Besides, Standard Chartered Bank forecasts the Southeast Asian nation will achieve GDP growth of 5.1 percent in the third quarter, up nearly one percentage point over the second quarter.
Singapore lender United Overseas Bank made a higher forecast for Vietnam’s GDP growth at 5.6 percent in the July-September period.
The lender also predicts a 7.6-percent expansion in the fourth quarter for the Vietnamese economy.
Despite the slow global economic growth, Vietnam is striving to get the GDP growth rate as high as possible this year, according to the report.
Multiple sectors are among main drivers of the economic growth.
Farm produce exports reached US$33.2 billion during the January-August period, at an upswing pace of an estimated 3.34-3.51 percent, while the growth of the service industry is estimated at 6.31-6.95 percent this year.
The index of industrial production in August increased 2.9 percent month on month, while the purchasing managers’ index hit over 50 in August, the highest since March, showing an expansion in production and new orders.
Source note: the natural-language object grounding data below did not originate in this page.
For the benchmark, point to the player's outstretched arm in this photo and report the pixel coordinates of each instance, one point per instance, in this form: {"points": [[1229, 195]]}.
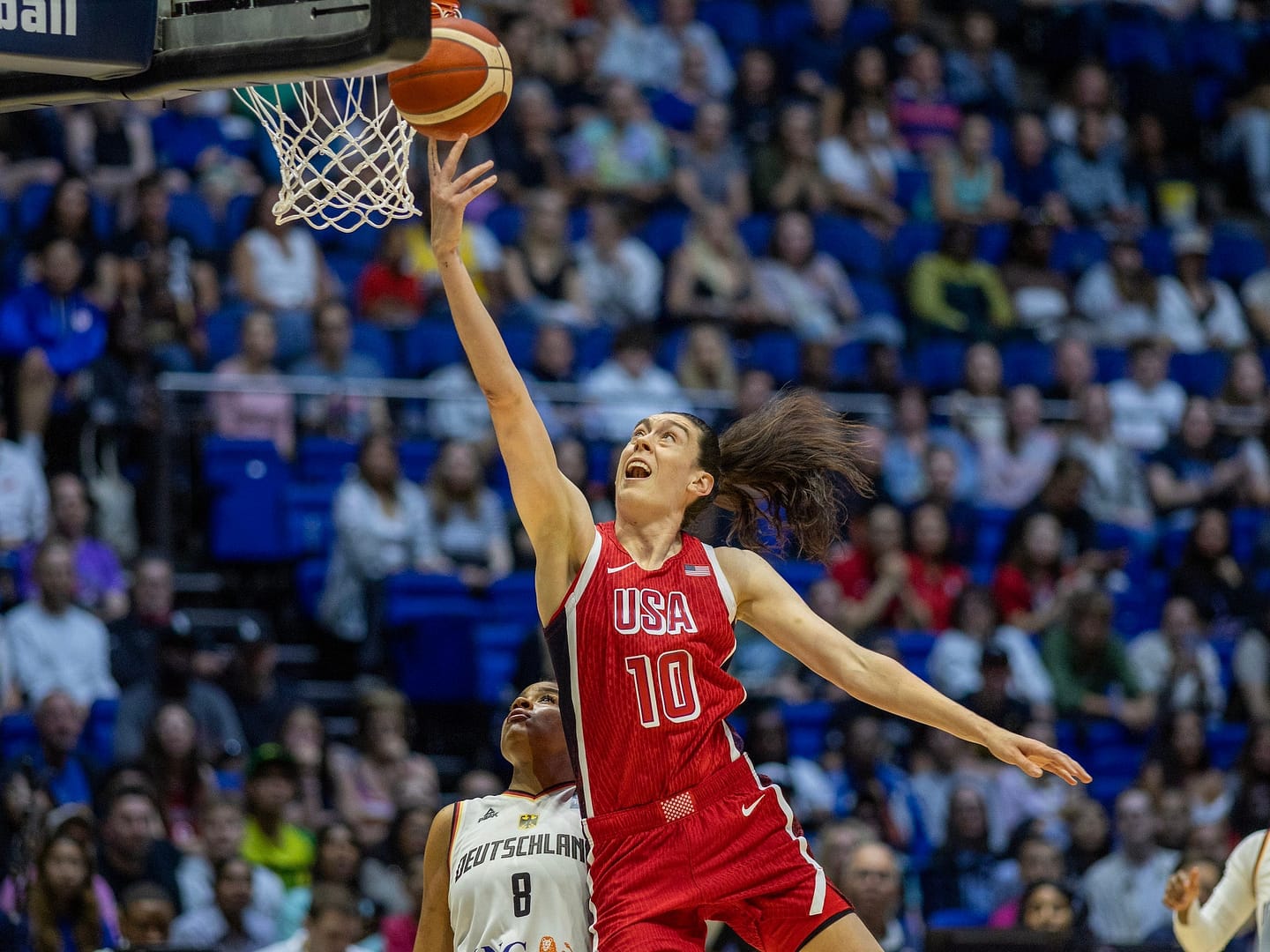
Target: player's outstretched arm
{"points": [[436, 932], [767, 602], [554, 512]]}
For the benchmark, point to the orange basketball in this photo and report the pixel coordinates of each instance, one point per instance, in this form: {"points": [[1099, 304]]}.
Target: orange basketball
{"points": [[461, 86]]}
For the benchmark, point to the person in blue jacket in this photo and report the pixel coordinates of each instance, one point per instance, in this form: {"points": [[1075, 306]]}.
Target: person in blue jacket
{"points": [[52, 331]]}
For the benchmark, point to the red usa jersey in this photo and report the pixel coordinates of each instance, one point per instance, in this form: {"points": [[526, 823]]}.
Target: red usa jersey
{"points": [[640, 658]]}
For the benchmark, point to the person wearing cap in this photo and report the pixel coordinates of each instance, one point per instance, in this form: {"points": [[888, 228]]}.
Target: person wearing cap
{"points": [[272, 778], [1198, 312]]}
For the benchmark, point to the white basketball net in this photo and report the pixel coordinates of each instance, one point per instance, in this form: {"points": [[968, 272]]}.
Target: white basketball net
{"points": [[344, 155]]}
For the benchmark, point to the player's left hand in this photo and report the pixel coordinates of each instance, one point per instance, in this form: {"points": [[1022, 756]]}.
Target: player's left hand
{"points": [[1034, 758]]}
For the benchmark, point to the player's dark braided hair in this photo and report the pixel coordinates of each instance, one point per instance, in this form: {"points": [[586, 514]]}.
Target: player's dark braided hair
{"points": [[788, 465]]}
As for the investment aspect, many key projects have got off the ground over the past few months.
As of August, the disbursement of public investment capital had met 42.35 percent of the target, well above the 39.15-percent level in the same period last year.
Vietnam will keep removing obstacles facing enterprises, promote consumption, foster tourism, diversify exports, and speed up traffic projects to achieve the challenging GDP target of 6.5 percent in 2023, according to the ministry.
National Assembly deputy Tran Anh Tuan from Ho Chi Minh City said that the global economic growth remains complicated, while global consumption and spending are on the downward trend.
However, Vietnam is seeing a mild rise in new orders in the apparel, processing, and production and wood industries.
The government has enhanced efforts in seeking new import markets such as South America, the Middle East, and Africa to make up for the decrease in Vietnam’s exports to its traditional buyers, including the United States, Europe, and Japan, Tuan said.